Getty; Chelsea Jia Feng/BI
  • Consumer discretionary stocks are outperforming consumer staples in a sign of risk to the broader market.

  • Gains in the consumer discretionary sector reflect a solid economy and high consumer confidence.

  • The S&P 500 is strongly correlated with consumer discretion during bull market runs.

The stock market is flashing an under-the-radar bullish signal that suggests the current rally will extend into 2025.

The signal is simple but powerful: the outperformance of risk stocks relative to defensive stocks has reached record levels.

In particular, consumer discretionary stocks hit new highs compared to consumer staples stocks.

Consumer discretionary stocks are considered risky because they reflect unnecessary spending, while consumer staples stocks meet consumer needs.

It is thought that consumers will continue to buy products from companies within the consumer staples sector even when the economy slows or declines. At the same time, they rein in their spending on discretionary items in times of economic distress.

“Defensive stocks tend to lead when there’s trouble, and we just don’t see that,” Ryan Detrick, chief market strategist at Carson Group, told Business Insider. – That’s a good thing.

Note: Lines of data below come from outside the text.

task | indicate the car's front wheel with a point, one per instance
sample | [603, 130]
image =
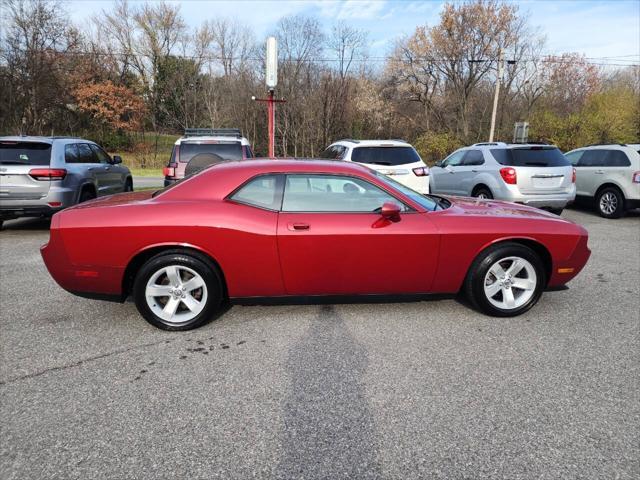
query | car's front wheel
[177, 291]
[505, 280]
[610, 203]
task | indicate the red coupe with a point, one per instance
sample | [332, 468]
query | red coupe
[249, 231]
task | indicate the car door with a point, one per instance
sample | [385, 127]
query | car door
[443, 177]
[464, 176]
[332, 240]
[581, 174]
[591, 170]
[93, 168]
[113, 174]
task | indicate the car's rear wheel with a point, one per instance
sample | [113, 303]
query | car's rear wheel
[482, 192]
[505, 280]
[177, 291]
[610, 203]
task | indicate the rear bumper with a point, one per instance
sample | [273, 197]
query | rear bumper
[7, 213]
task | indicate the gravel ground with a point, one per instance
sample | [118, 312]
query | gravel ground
[411, 390]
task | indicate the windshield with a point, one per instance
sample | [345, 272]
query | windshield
[385, 155]
[25, 153]
[228, 150]
[428, 202]
[530, 157]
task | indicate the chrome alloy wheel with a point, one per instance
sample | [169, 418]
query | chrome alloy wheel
[510, 283]
[176, 294]
[608, 203]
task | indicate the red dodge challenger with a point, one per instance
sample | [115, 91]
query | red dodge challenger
[250, 231]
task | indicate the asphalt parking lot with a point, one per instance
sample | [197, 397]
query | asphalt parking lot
[412, 390]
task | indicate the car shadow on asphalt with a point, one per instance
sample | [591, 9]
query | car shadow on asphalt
[26, 224]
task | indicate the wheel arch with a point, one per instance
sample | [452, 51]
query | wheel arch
[142, 256]
[609, 184]
[538, 247]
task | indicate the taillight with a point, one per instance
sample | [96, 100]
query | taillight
[48, 173]
[421, 171]
[509, 175]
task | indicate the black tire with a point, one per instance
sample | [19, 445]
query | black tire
[86, 194]
[482, 192]
[474, 287]
[210, 275]
[610, 203]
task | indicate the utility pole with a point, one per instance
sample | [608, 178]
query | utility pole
[497, 94]
[271, 79]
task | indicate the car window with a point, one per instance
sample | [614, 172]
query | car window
[333, 193]
[385, 155]
[574, 157]
[25, 153]
[617, 158]
[226, 150]
[86, 155]
[530, 157]
[102, 157]
[593, 158]
[335, 152]
[71, 153]
[455, 159]
[473, 157]
[261, 192]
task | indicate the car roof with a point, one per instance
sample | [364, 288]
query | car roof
[216, 138]
[50, 140]
[276, 165]
[371, 143]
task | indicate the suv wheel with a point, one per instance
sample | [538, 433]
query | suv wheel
[610, 203]
[177, 291]
[482, 192]
[505, 280]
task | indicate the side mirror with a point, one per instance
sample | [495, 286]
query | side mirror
[390, 211]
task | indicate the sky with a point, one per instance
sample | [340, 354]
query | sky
[596, 28]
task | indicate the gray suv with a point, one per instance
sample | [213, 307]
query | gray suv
[42, 175]
[532, 174]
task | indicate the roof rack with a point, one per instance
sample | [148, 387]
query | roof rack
[603, 144]
[203, 132]
[487, 144]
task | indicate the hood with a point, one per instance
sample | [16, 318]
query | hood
[497, 208]
[117, 199]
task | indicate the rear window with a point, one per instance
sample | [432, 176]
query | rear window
[385, 155]
[227, 150]
[530, 157]
[25, 153]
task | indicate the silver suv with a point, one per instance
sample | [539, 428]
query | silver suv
[608, 175]
[41, 175]
[532, 174]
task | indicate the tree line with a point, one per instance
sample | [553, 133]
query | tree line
[137, 70]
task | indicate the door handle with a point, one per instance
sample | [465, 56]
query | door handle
[295, 227]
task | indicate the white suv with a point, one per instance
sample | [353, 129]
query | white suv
[395, 158]
[608, 175]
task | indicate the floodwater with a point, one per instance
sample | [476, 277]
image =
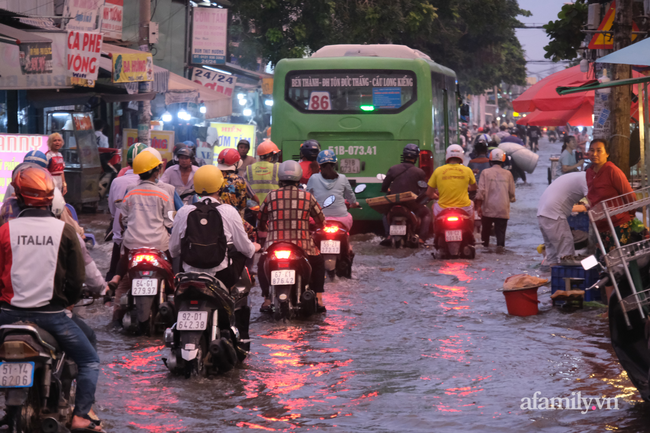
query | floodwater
[410, 344]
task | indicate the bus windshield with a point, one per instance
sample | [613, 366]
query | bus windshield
[351, 91]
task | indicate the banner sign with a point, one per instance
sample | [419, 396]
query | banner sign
[231, 133]
[216, 81]
[13, 148]
[112, 19]
[209, 35]
[83, 57]
[36, 58]
[84, 14]
[163, 141]
[19, 68]
[132, 67]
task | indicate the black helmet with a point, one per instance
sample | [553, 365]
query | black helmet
[310, 150]
[411, 151]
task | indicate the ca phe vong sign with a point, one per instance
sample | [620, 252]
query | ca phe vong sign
[83, 53]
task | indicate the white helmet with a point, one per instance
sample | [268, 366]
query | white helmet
[454, 151]
[498, 155]
[58, 203]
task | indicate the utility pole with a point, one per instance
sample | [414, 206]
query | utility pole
[144, 107]
[621, 99]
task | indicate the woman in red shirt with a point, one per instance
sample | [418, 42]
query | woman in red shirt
[606, 181]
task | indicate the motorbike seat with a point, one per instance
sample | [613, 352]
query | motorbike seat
[42, 333]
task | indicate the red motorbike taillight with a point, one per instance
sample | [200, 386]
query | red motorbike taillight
[282, 254]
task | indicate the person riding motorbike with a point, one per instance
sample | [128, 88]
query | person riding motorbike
[292, 227]
[41, 297]
[309, 151]
[404, 177]
[145, 218]
[208, 181]
[453, 181]
[263, 175]
[119, 186]
[181, 176]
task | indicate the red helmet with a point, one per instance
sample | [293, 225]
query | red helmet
[34, 186]
[228, 159]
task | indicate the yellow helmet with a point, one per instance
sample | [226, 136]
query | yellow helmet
[145, 161]
[208, 180]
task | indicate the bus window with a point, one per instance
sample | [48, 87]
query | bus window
[351, 91]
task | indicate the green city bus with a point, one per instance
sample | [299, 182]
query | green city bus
[366, 102]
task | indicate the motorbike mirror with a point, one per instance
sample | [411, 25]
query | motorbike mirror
[329, 201]
[589, 262]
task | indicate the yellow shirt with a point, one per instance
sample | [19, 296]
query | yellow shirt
[452, 181]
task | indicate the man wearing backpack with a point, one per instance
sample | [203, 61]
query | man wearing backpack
[209, 236]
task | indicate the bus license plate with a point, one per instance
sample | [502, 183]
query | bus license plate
[16, 374]
[144, 287]
[192, 320]
[350, 165]
[283, 278]
[330, 247]
[453, 236]
[397, 230]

Some of the top companies in the consumer discretionary sector include Amazon, Tesla, Home Depotand McDonald’s. Leading companies in the consumer products sector are Costco, Walmartand Procter & Gamblewhich sells toilet paper, soap and diapers.

The widening gap in performance signals that investors are betting easily on consumers continuing to spend their income on goods they don’t necessarily need but want, given that the economy remains on solid foundations.

The difference in performance between the two sectors is staggering.

Year-to-date, the consumer discretionary sector is up nearly 3% compared to a 2% decline in the consumer staples sector.

And over the past year, consumer staples grew by just 7% compared to 34% growth for consumer discretionary. Outperformance is still present looking back three and five years. Meanwhile, S&P 500 it grew by 2% since the beginning of the year and by 27% compared to last year.

From a fundamental perspective, Arun Sundaram, senior equity analyst at CFRA Research, told Business Insider that a strong labor market has boosted consumer discretionary stocks. Simultaneously, concerns about GLP-1 weight loss drugs have worsened the decline in stocks of basic consumer goods.

“Investors are questioning the long-term impact of revolutionary weight-loss drugs like Ozempic on food and beverage companies, which dominate the consumer staples sector,” Sundaram said.